For the past two years, microservices have been taking the software development world by storm. Their use has been popularized by organizations adopting Agile Software Development, continuous delivery and DevOps, as a logical next step in the progression to remove bottlenecks that slow down software delivery. As a result, much of the public discussion on microservices is coming from software developers who feel liberated by the chance to code without the constraints and dependencies of a monolithic application structure. While this “inside the microservice” perspective is important and compelling for the developer community, there are a number of other important areas of microservice architecture that aren’t getting enough attention.

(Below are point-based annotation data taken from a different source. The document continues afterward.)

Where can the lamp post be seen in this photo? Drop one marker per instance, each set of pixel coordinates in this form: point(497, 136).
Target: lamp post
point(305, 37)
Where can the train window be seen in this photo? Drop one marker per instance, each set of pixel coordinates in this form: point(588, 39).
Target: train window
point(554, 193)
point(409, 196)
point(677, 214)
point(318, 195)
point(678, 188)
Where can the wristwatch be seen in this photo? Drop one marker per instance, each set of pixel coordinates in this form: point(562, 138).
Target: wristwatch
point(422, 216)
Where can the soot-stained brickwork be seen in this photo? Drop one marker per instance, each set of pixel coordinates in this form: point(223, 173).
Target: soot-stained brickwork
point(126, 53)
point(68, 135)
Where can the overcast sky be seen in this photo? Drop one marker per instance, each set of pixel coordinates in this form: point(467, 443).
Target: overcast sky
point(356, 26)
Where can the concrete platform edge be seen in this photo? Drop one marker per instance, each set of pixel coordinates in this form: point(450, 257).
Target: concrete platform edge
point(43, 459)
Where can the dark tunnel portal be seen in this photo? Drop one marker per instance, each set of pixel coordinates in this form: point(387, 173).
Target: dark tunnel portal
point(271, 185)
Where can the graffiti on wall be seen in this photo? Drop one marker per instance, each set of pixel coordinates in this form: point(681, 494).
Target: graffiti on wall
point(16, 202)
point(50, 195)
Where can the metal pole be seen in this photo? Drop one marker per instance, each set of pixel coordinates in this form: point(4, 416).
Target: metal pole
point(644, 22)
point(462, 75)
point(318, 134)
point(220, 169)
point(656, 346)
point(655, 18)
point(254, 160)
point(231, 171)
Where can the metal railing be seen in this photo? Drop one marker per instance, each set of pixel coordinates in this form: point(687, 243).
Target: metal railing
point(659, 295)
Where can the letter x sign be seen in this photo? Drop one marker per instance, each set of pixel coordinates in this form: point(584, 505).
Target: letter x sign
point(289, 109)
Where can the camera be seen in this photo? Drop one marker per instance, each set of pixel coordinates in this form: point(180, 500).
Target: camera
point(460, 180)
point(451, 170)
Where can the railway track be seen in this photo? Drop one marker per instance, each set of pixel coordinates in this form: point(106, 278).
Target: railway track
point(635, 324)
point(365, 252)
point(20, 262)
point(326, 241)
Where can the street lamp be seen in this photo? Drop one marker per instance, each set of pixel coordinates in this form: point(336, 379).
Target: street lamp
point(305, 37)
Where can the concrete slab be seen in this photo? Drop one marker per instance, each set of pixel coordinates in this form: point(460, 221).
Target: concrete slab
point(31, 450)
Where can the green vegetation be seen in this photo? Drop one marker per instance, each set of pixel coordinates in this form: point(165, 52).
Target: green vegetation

Specifically, as the number of microservices in an organization grows linearly, this new collection of services forms an unbounded system whose complexity threatens to increase exponentially. This complexity introduces problems with security, visibility, testability, and service discoverability. However, many developers currently treat these as “operational issues” and leave them for someone else to fix downstream. If addressed up front—when the software system is being designed—these aspects can be handled more effectively. Likewise, although there is discussion on techniques to define service boundaries and on the linkage between organizational structure and software composition, these areas can also benefit from an architectural approach. So, where are the architects?